Doświadczenia krajów bardziej rozwiniętych oraz osiągających wyższą skuteczność leczenia onkologicznego dowodzą, że leczenie prowadzone w specjalistycznych, wielodyscyplinarnych ośrodkach narządowych, przez lekarzy i diagnostów z doświadczeniem w konkretnych rodzajach nowotworów, poddane nadzorowi jakościowemu, istotnie poprawia szanse pacjentów na przeżycie. Specjalizacja narządowa jest obowiązującym kierunkiem rozwoju systemów opieki onkologicznej w wielu krajach Unii Europejskiej. Liczymy w szczególności na zakończenie prac nad wdrożeniem kompleksowej opieki nad pacjentkami z rakiem piersi (Breast Cancer Units).
- Rozwiązanie najpilniejszych problemów onkologii dziecięcej.

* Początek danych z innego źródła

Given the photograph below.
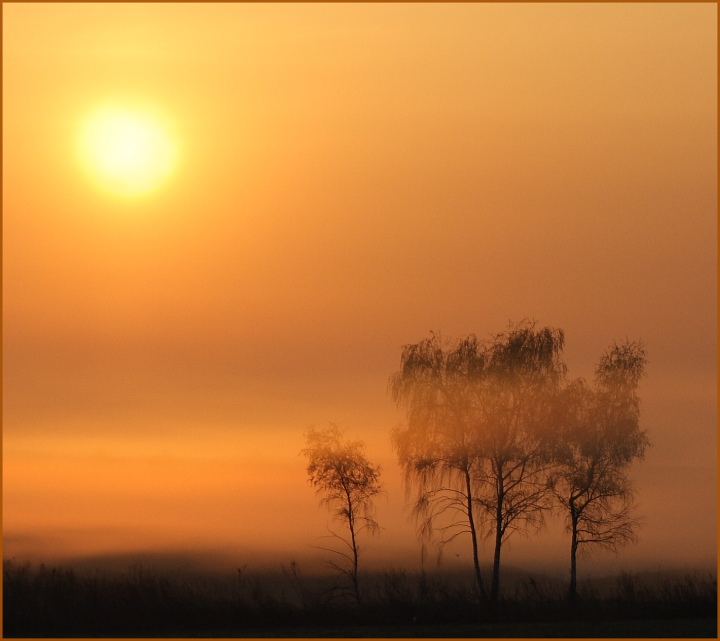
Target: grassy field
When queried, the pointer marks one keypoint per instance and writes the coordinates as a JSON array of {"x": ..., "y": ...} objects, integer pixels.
[
  {"x": 59, "y": 602},
  {"x": 619, "y": 629}
]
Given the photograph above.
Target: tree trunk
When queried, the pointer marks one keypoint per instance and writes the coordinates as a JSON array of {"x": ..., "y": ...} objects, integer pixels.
[
  {"x": 495, "y": 585},
  {"x": 356, "y": 586},
  {"x": 473, "y": 534},
  {"x": 572, "y": 590}
]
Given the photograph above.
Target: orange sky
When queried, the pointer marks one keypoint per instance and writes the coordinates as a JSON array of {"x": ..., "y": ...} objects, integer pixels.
[{"x": 350, "y": 178}]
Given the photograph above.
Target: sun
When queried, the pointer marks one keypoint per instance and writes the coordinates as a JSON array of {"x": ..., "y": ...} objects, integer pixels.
[{"x": 127, "y": 150}]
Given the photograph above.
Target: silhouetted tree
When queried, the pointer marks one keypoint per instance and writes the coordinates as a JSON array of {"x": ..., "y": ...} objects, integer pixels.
[
  {"x": 439, "y": 449},
  {"x": 347, "y": 481},
  {"x": 523, "y": 373},
  {"x": 599, "y": 437},
  {"x": 475, "y": 444}
]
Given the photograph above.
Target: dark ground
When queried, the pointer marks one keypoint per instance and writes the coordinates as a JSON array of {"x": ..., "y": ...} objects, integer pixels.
[{"x": 60, "y": 602}]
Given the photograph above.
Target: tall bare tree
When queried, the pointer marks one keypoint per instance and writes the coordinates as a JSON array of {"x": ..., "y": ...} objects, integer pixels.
[
  {"x": 599, "y": 437},
  {"x": 523, "y": 373},
  {"x": 348, "y": 482},
  {"x": 475, "y": 441},
  {"x": 439, "y": 448}
]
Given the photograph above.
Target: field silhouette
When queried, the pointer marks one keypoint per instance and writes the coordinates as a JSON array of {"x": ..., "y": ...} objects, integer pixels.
[{"x": 42, "y": 601}]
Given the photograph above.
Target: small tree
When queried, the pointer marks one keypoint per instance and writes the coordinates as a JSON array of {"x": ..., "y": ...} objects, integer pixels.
[
  {"x": 339, "y": 471},
  {"x": 599, "y": 437}
]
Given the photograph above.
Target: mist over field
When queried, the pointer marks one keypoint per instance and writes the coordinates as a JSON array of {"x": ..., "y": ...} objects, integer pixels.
[{"x": 226, "y": 226}]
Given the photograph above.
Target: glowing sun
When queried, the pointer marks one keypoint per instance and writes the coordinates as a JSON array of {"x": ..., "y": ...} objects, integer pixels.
[{"x": 128, "y": 151}]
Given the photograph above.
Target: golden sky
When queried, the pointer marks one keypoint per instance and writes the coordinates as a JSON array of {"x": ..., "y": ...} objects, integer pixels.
[{"x": 348, "y": 177}]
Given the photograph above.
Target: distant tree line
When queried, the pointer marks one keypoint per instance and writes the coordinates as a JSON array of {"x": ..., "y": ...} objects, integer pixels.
[{"x": 496, "y": 436}]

Pomimo poprawiającej się sytuacji najmłodszych pacjentów onkologicznych, od wielu lat zmagamy się z wieloma nierozwiązanymi problemami. Dotyczą one m.in. finansowania przez NFZ leczenia przeciwgrzybicznego, które jest niezbędne podczas terapii onkologicznej dzieci. Obecnie wiele środków leczenia pokrywają rodzice lub organizacje pozarządowe. Należy zracjonalizować mechanizm podziału dawek leków wg. realnych potrzeb – obecnie zakupów leków dla dzieci dokonuje się w dawkach dla dorosłych (kilkakrotnie większe), a NFZ finansuje tylko część dawki faktycznie wykorzystaną, pozostałą kwotę musi wyłożyć szpital z własnych środków. Konieczna jest zatem zmiana wyceny przez NFZ lub wprowadzenia centralnych zakupów leków i dystrybucja dawek wg. potrzeb. Apelujemy także o poprawę współpracy zarówno między lekarzami prowadzącymi małych pacjentów do 18-20 roku życia z lekarzami dorosłych oraz między placówkami medycznymi – największą barierą w dobrym zaopiekowaniu się pacjentem, który wkracza w dorosłość, są braki dokumentacji medycznej oraz nieuwzględnianie zaleceń poprzednich lekarzy. Nadal system opieki zdrowotnej nie przewiduje finansowania rehabilitacji młodych pacjentów, której koszt całkowicie obciąża rodzinę. Wszelkiego rodzaju turnusy rehabilitacyjne, zajęcia fizjoterapeutyczne, sanatoria organizują organizacje pozarządowe ze zebranych środków.
- Efektywna realizacja zadań NPZCHN na lata 2016-2024, w udziałem organizacji pacjenckich w zakresie edukacji i profilaktyki onkologicznej.
Liczymy na owocny dialog i możliwość współpracy z ministerstwem zdrowia w 2016 roku w celu zapewnienia dobrego standardu opieki onkologicznej w Polsce ale także uczynienia wszystkiego co możliwe dla polepszenia wykrywalności chorób nowotworowych na wczesnym etapie wśród polskiego społeczeństwa.